The pUse node itself is a dummy node that is never used. It is there so when you delete items from the linked list you don''t have to do checks for special cases at the end of the list. You also use the address of pUse when looping through particles to see that you have made a complete run through all particles.

In #1, you set the address to the pUse node itself. There is no concept of beginning or end here. The first element in the pUse list is pUse.next.

In #2, you are setting the next node to the first element in the pUse list.

You should probably e-mail the author of the code you are copying so you can get some clarification about what they are doing.

THANKS for the previous advice!!!
erm, but im not sure if i fully understand it yet.
So, from what has been previously said, do we end up with a long list of pAll (used Particles) which terminates with a single pUse (dummy node) to denote the end? is this why we link in a dummy node at the end?

So, if pUse is just a dummy node that is never used, whats he point of the next 2 lines?

pUse.next->prev = n;
pUse.next = n;

what are these attibutes set for then?
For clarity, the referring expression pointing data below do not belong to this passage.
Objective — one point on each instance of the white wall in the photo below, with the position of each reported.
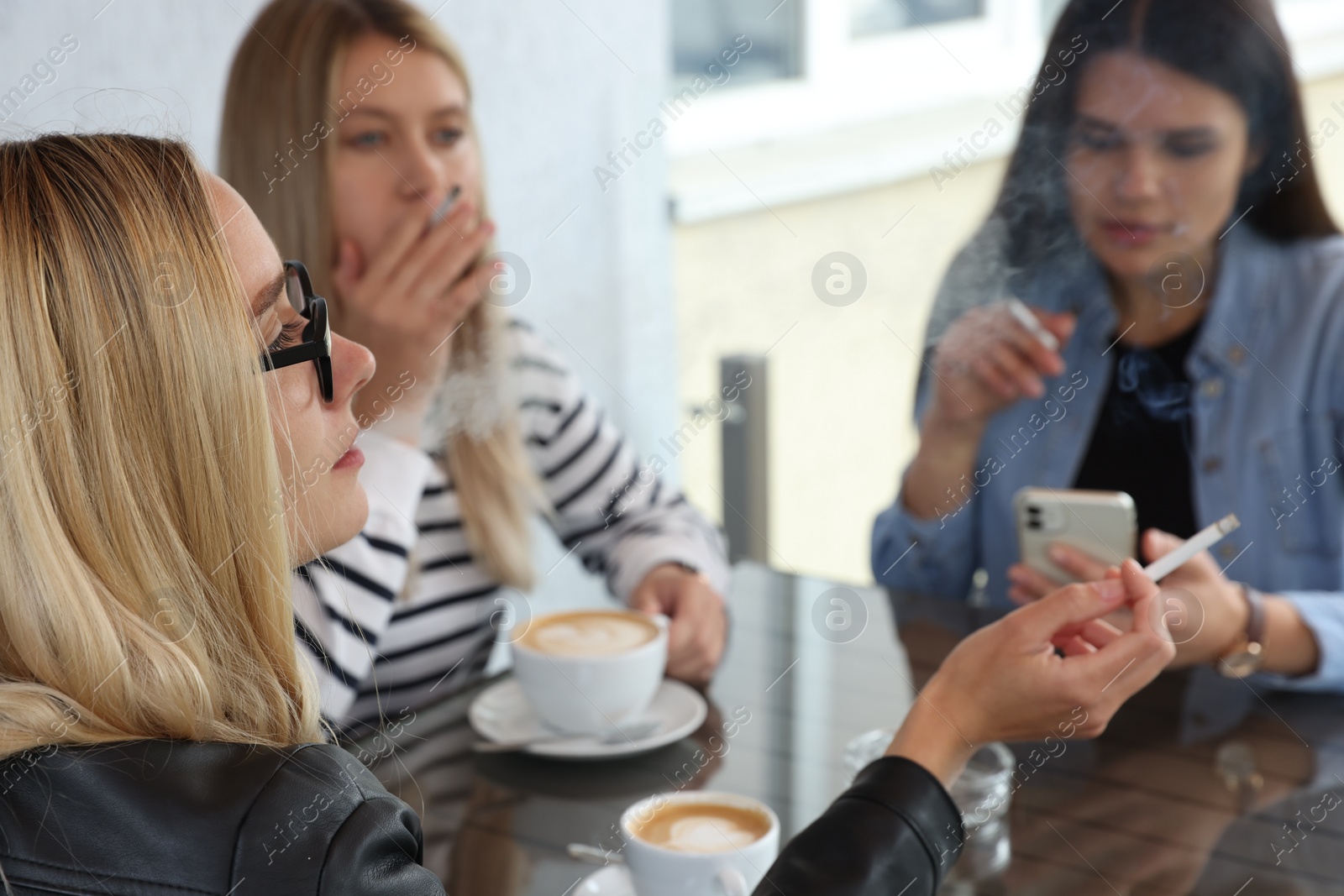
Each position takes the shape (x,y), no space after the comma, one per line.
(558,83)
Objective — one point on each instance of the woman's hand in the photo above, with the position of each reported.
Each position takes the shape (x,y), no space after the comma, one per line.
(699,626)
(987,360)
(1032,584)
(984,362)
(407,300)
(1007,683)
(1205,611)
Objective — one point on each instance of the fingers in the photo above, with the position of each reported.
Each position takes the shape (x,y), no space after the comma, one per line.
(1032,348)
(1132,660)
(696,641)
(1077,563)
(1072,605)
(391,254)
(1137,584)
(445,258)
(1099,633)
(1021,369)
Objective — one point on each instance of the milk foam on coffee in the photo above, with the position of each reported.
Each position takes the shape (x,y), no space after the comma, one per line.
(589,634)
(703,828)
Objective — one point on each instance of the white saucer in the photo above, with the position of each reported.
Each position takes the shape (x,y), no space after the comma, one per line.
(501,714)
(613,880)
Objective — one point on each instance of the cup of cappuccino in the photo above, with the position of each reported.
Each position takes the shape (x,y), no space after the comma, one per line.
(588,672)
(706,842)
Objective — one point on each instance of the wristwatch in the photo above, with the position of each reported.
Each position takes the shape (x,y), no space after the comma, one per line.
(1247,654)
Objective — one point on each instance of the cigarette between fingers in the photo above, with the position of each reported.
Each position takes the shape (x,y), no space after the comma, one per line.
(1202,540)
(1032,324)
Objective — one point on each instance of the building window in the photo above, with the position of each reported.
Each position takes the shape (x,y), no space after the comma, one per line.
(880,16)
(702,29)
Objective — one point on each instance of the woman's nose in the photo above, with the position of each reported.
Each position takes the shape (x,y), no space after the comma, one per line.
(353,367)
(423,175)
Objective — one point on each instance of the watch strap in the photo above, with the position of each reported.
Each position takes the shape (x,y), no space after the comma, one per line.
(1256,621)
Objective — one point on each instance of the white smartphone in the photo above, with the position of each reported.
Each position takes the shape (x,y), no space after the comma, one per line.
(1102,524)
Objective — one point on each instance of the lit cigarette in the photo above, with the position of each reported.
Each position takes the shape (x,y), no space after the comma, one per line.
(1202,540)
(1032,324)
(441,212)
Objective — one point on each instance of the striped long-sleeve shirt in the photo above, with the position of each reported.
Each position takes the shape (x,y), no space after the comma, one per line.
(380,652)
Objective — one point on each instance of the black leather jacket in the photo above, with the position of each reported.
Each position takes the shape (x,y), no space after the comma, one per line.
(895,831)
(172,819)
(161,817)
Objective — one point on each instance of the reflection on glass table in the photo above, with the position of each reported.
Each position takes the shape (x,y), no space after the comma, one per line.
(1200,786)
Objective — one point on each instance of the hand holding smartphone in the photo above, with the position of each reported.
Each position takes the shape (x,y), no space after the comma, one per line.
(1101,524)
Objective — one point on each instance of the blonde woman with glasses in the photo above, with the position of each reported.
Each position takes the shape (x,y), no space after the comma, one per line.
(168,383)
(176,437)
(347,125)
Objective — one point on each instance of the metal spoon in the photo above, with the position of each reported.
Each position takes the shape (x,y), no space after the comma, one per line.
(595,856)
(613,736)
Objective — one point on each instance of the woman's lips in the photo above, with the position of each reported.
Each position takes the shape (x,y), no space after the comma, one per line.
(351,458)
(1131,233)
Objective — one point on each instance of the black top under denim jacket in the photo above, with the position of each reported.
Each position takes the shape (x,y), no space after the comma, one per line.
(161,817)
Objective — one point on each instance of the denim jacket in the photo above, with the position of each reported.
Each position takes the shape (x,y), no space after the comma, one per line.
(1267,423)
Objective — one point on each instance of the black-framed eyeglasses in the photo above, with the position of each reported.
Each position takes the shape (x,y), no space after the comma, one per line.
(318,336)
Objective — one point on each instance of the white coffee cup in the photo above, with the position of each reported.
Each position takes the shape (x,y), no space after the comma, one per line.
(710,856)
(580,684)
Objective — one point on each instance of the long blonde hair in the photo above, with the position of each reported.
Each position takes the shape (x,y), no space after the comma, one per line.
(276,118)
(144,593)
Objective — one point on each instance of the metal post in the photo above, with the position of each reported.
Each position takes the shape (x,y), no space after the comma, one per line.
(746,481)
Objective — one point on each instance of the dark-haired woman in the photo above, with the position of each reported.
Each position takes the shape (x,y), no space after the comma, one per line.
(1195,286)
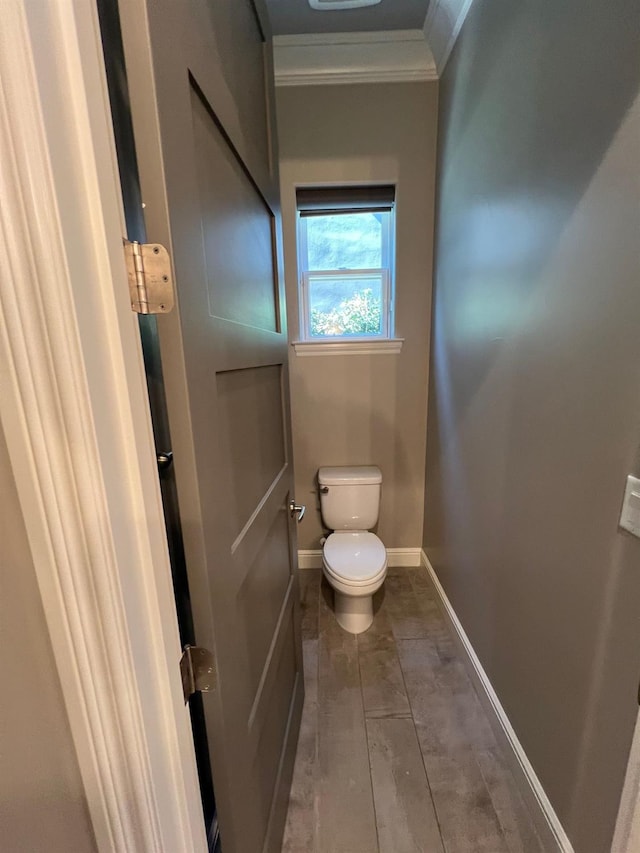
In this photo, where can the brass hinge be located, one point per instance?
(198, 672)
(150, 284)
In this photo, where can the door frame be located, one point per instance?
(75, 411)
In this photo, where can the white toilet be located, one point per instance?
(354, 561)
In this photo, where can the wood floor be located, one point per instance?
(395, 753)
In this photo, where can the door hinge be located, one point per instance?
(198, 672)
(150, 279)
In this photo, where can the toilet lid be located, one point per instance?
(354, 556)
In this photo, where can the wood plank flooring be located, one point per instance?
(396, 754)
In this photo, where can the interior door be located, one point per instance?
(203, 122)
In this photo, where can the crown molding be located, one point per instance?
(320, 59)
(442, 26)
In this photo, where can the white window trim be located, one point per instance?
(371, 346)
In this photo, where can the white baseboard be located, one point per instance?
(310, 559)
(551, 832)
(395, 557)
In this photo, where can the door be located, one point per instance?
(203, 124)
(111, 37)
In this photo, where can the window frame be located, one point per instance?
(386, 272)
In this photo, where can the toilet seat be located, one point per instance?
(355, 558)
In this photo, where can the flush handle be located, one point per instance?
(296, 510)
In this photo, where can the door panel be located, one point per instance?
(252, 435)
(236, 217)
(210, 194)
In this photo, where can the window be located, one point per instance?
(345, 248)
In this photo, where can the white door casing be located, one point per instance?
(73, 405)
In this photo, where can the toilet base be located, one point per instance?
(353, 613)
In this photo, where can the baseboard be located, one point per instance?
(549, 828)
(395, 557)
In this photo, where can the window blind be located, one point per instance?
(319, 201)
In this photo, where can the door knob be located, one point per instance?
(294, 509)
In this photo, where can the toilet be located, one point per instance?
(354, 561)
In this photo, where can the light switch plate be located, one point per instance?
(630, 515)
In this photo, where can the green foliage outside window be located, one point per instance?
(358, 315)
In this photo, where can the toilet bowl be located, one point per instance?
(354, 560)
(355, 565)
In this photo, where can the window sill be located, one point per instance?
(389, 346)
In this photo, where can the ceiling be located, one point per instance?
(289, 17)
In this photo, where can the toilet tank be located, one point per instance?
(350, 496)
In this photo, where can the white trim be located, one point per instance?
(315, 59)
(312, 559)
(547, 822)
(74, 410)
(391, 346)
(626, 838)
(442, 26)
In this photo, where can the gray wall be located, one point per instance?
(42, 803)
(359, 409)
(534, 413)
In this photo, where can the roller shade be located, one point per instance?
(318, 201)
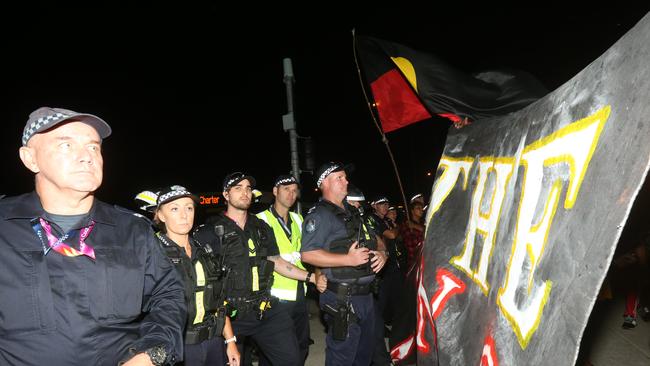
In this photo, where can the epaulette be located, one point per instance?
(127, 211)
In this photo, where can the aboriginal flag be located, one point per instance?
(410, 86)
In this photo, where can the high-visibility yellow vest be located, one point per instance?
(285, 288)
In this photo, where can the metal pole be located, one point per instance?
(289, 123)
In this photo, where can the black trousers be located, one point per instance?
(300, 317)
(274, 335)
(211, 352)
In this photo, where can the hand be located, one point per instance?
(141, 359)
(321, 283)
(233, 354)
(378, 260)
(357, 256)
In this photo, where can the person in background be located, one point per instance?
(197, 266)
(412, 233)
(82, 282)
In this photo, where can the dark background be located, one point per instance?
(194, 91)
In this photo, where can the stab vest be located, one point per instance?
(356, 231)
(250, 274)
(283, 287)
(201, 279)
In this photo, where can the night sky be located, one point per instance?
(194, 92)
Not sure why "pUse" has to be defined as a double link.

I cant rememeber where the code came from so cant email the respective author, so was hoping someone might be able to explain this section, cos im really stuck in understanding it.
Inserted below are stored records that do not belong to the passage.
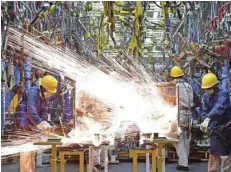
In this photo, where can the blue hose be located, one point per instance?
(67, 106)
(21, 113)
(2, 108)
(27, 72)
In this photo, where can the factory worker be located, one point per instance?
(197, 95)
(38, 103)
(216, 111)
(185, 99)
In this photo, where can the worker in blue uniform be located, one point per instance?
(216, 111)
(38, 103)
(197, 93)
(185, 99)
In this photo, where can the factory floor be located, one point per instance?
(122, 167)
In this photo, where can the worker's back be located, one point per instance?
(185, 93)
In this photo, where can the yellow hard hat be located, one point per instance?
(176, 72)
(49, 83)
(209, 80)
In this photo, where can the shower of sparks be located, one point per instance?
(124, 85)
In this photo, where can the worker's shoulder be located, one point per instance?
(34, 88)
(224, 91)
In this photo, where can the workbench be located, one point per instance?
(161, 151)
(53, 145)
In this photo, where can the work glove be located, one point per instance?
(44, 125)
(204, 125)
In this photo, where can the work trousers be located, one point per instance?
(183, 148)
(27, 162)
(215, 161)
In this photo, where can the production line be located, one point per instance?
(106, 83)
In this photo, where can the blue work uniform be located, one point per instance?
(224, 78)
(38, 108)
(217, 107)
(197, 94)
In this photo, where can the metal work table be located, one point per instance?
(53, 160)
(161, 151)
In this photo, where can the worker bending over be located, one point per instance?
(38, 104)
(185, 99)
(216, 111)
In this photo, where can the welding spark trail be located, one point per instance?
(124, 86)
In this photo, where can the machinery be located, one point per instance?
(129, 45)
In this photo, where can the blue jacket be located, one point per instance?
(218, 109)
(38, 108)
(197, 92)
(224, 78)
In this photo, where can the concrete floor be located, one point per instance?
(122, 167)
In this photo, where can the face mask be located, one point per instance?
(46, 94)
(209, 91)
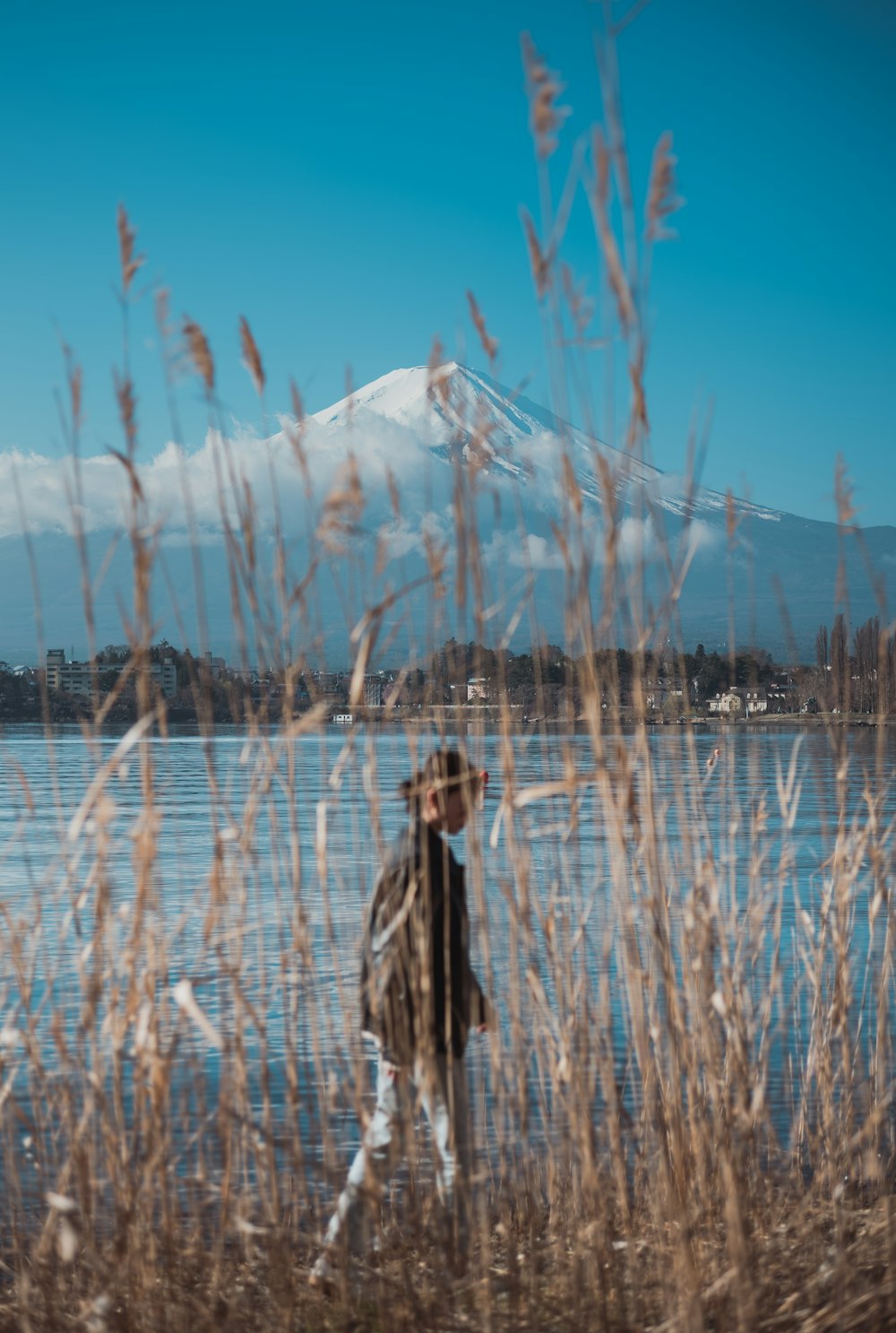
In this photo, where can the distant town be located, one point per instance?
(851, 678)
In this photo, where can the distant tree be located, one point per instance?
(822, 648)
(839, 665)
(867, 648)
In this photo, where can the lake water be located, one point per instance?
(251, 876)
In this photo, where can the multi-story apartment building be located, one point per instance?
(78, 678)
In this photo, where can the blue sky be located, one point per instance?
(341, 174)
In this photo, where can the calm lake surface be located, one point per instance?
(264, 853)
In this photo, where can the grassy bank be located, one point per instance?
(177, 1086)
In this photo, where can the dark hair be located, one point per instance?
(443, 771)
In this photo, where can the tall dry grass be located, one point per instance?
(685, 1108)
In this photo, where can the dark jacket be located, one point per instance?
(419, 992)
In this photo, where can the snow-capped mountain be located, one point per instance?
(366, 495)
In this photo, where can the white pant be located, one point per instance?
(442, 1089)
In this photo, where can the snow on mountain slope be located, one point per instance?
(455, 410)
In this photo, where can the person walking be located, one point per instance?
(420, 1000)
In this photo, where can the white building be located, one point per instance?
(78, 678)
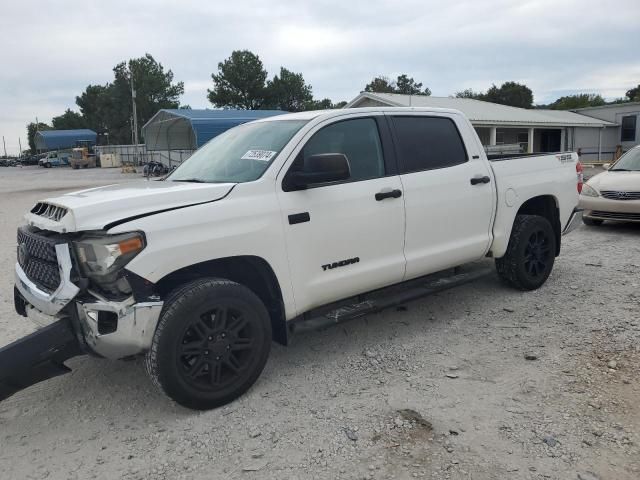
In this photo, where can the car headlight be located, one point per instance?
(103, 255)
(589, 191)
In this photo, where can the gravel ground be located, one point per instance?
(478, 382)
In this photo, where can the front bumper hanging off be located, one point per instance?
(37, 357)
(71, 326)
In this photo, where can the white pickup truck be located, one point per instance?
(268, 223)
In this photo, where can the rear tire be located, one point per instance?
(530, 255)
(592, 222)
(212, 342)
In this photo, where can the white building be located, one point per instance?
(625, 133)
(533, 130)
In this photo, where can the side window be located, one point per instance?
(628, 129)
(425, 143)
(357, 139)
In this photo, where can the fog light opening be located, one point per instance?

Any suggestions are much appreciated!
Thank-you!! in Advance!!

pUse is not at the end, it is at the start, but the last node in the list has its next pointer set to pUse. The sole purpose of the doubly linked list with a dummy head node is to make deleting from the list easier. Without double links you would have to walk the entire list to delete a node. Without the dummy node you would have to write special checks when deleting a node.

The two lines of code you pasted insert a node into the list. pUse.next is the first node in the list, but it can also be equal to pUse if the list is empty. pUse is setup initially to have its next and previous pointers point to itself, so it just forms a loop.

You should probably draw this out on paper or write your own code so you actually know what is going on.